Lyric Opera of Chicago, San Francisco Opera Scrap Fall Seasons Due to Coronavirus

The Lyric Opera of Chicago and San Francisco Opera have canceled the fall portions of their 2020-21 seasons due to the new coronavirus.

The Lyric Opera eliminated four of its 10 productions and delayed opening night from Sept. 17 to Jan. 16. San Francisco canceled five of seven stagings and delayed opening night from Sept. 11 to April 25. Twenty-six performances were canceled in Chicago and 37 in San Francisco.

Lyric general director Anthony Freud said Tuesday he hopes to reschedule the missed stagings for future seasons: a double bill of Mascagni’s “Cavalleria Rusticana” and Leoncavallo’s “Pagliacci;” what was to have been the North American premiere of George Benjamin’s “Lessons in Love and Violence;” Puccini’s “Tosca;” and Verdi’s “Attila.”

The season now is set to start with the Chicago premiere of Jeanine Tesori and Tazewell Thompson’s “Blue” at The Yard at Chicago Shakespeare Theater.
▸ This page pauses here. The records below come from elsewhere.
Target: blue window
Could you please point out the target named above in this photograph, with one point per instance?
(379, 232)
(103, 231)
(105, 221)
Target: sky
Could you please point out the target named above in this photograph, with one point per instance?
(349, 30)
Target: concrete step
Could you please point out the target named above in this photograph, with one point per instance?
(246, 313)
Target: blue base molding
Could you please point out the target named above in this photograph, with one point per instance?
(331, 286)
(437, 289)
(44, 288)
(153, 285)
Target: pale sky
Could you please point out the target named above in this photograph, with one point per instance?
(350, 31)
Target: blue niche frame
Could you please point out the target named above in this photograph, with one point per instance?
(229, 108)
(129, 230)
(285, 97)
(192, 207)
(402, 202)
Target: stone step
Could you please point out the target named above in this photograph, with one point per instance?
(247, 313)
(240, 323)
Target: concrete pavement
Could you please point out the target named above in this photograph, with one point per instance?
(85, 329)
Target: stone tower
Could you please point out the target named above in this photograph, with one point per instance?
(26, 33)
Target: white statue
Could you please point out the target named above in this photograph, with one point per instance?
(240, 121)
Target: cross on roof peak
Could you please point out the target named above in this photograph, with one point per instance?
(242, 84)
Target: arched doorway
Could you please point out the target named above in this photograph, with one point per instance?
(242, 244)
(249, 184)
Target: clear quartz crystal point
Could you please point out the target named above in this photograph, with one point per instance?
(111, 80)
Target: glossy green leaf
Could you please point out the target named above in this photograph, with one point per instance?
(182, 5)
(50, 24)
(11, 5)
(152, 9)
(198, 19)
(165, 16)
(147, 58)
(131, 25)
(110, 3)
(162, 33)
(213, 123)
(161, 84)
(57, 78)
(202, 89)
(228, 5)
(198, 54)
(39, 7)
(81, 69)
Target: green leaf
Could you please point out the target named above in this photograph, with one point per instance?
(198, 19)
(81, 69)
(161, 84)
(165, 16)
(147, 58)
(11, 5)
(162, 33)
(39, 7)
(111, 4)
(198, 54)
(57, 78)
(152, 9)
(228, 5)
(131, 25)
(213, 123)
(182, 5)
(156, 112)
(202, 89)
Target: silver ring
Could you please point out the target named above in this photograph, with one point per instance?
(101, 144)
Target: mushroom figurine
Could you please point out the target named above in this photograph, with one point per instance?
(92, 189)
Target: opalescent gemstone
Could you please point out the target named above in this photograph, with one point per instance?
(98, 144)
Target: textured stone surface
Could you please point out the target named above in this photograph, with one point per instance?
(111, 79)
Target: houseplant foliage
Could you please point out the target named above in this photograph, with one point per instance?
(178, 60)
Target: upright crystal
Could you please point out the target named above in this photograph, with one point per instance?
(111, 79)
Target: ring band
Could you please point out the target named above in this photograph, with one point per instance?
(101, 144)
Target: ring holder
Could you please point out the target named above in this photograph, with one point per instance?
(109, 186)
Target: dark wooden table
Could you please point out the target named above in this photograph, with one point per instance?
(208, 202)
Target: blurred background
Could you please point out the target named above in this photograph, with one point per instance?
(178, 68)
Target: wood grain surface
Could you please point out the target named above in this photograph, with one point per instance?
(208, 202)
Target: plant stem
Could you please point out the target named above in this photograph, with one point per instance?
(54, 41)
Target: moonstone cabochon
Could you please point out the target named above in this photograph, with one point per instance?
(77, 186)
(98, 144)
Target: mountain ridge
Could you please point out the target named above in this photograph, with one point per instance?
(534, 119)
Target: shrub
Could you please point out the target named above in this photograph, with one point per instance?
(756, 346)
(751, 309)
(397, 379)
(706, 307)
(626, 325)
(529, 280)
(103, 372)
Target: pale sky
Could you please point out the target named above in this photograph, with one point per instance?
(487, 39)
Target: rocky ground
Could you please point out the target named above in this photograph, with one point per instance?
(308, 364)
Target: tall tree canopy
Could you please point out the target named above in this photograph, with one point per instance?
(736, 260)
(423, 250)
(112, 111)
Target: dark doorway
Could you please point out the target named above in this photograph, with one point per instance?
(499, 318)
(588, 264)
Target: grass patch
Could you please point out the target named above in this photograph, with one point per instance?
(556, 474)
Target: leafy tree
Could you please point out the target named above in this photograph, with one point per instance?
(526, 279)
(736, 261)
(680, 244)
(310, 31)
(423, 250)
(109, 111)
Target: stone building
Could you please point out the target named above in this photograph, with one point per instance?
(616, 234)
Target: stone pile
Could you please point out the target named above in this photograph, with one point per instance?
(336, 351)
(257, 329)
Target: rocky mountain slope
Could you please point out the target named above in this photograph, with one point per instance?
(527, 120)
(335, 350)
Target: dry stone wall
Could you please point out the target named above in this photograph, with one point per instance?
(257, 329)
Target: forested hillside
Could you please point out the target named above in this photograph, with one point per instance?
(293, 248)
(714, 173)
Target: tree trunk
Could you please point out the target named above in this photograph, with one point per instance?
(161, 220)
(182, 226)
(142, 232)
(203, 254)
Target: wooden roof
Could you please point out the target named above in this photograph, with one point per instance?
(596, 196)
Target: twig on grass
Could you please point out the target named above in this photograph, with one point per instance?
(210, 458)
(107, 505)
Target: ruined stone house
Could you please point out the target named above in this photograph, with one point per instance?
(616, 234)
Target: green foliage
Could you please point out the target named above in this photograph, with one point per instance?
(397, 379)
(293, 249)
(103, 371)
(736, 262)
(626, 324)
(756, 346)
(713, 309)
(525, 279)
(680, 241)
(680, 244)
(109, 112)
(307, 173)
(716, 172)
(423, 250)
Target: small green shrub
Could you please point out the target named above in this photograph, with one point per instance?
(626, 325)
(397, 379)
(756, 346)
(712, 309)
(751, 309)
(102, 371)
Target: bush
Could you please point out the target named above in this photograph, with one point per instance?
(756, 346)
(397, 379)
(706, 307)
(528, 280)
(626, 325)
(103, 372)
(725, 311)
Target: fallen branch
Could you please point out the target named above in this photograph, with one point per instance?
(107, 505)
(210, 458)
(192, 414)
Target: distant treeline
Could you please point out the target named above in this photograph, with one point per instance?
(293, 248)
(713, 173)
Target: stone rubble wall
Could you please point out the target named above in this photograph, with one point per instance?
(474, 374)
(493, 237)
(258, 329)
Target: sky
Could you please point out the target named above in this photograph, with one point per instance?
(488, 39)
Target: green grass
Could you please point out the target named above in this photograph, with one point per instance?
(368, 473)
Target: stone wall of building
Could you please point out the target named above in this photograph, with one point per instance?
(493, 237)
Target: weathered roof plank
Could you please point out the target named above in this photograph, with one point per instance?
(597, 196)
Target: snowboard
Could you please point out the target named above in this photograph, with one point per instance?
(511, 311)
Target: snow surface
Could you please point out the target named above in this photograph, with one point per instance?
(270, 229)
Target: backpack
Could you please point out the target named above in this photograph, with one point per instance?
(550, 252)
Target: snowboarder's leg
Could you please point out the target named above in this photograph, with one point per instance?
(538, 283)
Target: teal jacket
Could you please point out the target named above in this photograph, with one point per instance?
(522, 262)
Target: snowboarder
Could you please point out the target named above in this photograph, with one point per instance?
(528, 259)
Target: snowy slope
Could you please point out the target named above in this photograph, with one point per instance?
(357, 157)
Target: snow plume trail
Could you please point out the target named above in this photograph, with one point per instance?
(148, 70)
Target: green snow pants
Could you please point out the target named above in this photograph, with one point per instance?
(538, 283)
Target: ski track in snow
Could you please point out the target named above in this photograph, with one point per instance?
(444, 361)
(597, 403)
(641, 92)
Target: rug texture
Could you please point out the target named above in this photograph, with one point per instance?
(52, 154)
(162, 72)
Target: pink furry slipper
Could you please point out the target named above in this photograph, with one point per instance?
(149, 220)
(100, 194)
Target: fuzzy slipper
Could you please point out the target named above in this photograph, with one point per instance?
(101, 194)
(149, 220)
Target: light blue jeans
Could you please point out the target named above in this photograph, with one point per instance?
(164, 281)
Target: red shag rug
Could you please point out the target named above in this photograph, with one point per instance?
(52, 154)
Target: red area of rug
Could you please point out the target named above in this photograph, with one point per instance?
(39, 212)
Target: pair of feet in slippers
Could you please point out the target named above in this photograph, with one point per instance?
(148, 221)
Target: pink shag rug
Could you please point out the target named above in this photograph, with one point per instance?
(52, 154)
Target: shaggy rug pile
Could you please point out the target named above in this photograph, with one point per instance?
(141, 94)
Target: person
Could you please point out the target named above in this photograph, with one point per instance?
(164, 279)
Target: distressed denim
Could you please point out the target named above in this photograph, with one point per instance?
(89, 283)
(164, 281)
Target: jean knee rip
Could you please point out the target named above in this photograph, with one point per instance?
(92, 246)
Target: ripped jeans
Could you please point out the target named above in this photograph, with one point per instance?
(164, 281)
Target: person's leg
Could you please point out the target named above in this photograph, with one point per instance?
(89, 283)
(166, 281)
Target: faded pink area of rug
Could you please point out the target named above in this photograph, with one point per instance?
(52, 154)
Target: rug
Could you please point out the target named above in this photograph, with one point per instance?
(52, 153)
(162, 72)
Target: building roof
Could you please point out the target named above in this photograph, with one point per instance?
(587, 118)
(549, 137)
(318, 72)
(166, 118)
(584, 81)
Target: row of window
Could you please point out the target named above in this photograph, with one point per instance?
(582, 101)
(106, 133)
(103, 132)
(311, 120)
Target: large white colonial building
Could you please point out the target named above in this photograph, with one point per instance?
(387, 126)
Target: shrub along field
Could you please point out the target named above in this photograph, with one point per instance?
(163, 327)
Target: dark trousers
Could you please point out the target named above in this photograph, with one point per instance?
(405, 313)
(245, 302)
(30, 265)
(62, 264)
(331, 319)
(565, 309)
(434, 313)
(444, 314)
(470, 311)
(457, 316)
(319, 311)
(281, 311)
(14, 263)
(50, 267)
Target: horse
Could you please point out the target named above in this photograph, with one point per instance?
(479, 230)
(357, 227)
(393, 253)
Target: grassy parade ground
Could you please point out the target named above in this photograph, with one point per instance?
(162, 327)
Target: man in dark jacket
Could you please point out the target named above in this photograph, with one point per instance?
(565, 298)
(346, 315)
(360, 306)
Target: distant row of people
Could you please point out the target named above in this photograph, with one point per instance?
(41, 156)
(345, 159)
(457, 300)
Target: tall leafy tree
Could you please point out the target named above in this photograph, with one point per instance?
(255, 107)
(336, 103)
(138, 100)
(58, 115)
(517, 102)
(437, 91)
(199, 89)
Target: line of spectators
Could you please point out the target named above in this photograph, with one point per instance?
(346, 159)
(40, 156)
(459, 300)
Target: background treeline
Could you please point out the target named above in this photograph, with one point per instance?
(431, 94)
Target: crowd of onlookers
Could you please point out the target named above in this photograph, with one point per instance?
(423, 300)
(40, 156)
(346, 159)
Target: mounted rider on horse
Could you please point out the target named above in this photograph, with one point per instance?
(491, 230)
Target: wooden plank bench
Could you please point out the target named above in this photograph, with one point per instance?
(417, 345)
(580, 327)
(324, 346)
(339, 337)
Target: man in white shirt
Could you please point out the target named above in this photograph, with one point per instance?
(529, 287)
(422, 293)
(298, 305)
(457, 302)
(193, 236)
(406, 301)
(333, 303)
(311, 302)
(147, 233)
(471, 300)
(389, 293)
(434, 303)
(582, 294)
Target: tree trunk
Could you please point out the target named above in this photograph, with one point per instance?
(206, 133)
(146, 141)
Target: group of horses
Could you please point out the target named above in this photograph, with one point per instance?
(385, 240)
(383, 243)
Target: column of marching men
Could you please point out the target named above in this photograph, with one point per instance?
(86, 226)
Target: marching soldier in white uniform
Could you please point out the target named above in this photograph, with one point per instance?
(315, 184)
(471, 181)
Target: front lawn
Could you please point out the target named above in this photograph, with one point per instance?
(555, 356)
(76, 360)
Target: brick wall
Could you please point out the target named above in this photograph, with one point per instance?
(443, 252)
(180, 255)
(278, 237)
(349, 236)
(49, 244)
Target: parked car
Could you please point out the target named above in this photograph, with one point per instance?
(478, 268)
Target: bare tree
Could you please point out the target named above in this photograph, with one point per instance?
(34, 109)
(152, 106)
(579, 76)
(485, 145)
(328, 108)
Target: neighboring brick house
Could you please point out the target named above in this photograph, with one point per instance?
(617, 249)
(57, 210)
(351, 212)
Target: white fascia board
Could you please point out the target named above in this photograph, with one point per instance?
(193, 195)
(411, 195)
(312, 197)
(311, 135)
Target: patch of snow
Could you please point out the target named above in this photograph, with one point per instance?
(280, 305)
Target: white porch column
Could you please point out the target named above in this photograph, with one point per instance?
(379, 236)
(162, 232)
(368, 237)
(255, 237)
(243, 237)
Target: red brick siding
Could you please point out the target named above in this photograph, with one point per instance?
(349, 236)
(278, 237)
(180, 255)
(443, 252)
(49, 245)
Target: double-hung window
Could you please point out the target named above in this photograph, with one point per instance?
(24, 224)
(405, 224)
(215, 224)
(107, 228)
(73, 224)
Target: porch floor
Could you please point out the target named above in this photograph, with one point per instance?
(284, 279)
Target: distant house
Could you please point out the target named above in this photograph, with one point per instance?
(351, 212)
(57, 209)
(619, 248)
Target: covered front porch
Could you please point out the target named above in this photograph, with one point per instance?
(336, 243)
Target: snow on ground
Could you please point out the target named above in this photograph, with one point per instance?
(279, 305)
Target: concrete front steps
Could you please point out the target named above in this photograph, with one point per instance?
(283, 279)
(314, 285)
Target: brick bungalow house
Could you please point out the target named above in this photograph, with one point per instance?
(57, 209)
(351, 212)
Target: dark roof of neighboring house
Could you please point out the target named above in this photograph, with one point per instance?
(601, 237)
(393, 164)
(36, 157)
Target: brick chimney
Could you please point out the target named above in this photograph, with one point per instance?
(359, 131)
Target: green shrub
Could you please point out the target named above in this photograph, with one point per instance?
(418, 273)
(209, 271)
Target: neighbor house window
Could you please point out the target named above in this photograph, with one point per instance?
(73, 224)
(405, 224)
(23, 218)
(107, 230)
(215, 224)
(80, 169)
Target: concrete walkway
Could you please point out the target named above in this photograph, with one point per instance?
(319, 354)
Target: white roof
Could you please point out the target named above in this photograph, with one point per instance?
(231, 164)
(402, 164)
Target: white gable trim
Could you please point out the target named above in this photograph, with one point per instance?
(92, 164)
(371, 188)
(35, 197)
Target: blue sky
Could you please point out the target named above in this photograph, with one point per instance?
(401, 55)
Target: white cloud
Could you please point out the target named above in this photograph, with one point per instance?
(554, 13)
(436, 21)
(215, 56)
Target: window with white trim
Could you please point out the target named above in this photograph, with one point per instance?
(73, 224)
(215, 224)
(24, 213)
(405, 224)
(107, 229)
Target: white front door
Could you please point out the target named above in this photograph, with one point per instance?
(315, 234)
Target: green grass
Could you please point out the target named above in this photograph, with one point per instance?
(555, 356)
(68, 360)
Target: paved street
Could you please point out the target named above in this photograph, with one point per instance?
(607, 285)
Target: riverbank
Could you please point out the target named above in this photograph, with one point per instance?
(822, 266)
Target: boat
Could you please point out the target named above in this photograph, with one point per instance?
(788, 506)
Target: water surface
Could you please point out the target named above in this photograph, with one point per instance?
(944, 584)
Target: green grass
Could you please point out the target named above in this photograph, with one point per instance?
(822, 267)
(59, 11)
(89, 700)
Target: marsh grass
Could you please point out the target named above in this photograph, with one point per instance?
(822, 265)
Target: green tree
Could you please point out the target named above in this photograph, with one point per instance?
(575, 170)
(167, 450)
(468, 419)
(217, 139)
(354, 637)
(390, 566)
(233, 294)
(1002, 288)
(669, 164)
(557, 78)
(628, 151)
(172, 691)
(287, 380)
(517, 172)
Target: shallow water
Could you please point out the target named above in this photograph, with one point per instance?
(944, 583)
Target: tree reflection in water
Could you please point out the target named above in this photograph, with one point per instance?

The main auditorium, where renovation continues during the pandemic, is to open Jan. 23 with Saint-Saëns’ “Samson et Dalila.”

San Francisco will reschedule the last phase of seat replacement at War Memorial Opera House, which had been slated for May to August 2021. San Francisco’s eliminated stagings include new productions of Beethoven’s “Fidelio” and Mozart’s “Così fan tutte,” the West Coast premiere of Poul Ruders’ “The Handmaid’s Tale,” and revivals of Verdi’s “Rigoletto” and Puccini’s “La Bohème.”

Rossini’s “Il Barbiere di Siviglia (The Barber of Seville)” and Alexander Zemlinsky’s “Der Zwerg (The Dwarf)” remain scheduled for next spring.

San Francisco general director Matthew Shilvock hopes to reschedule “Fidelio,” “Così” and “Handmaid’s” for future seasons.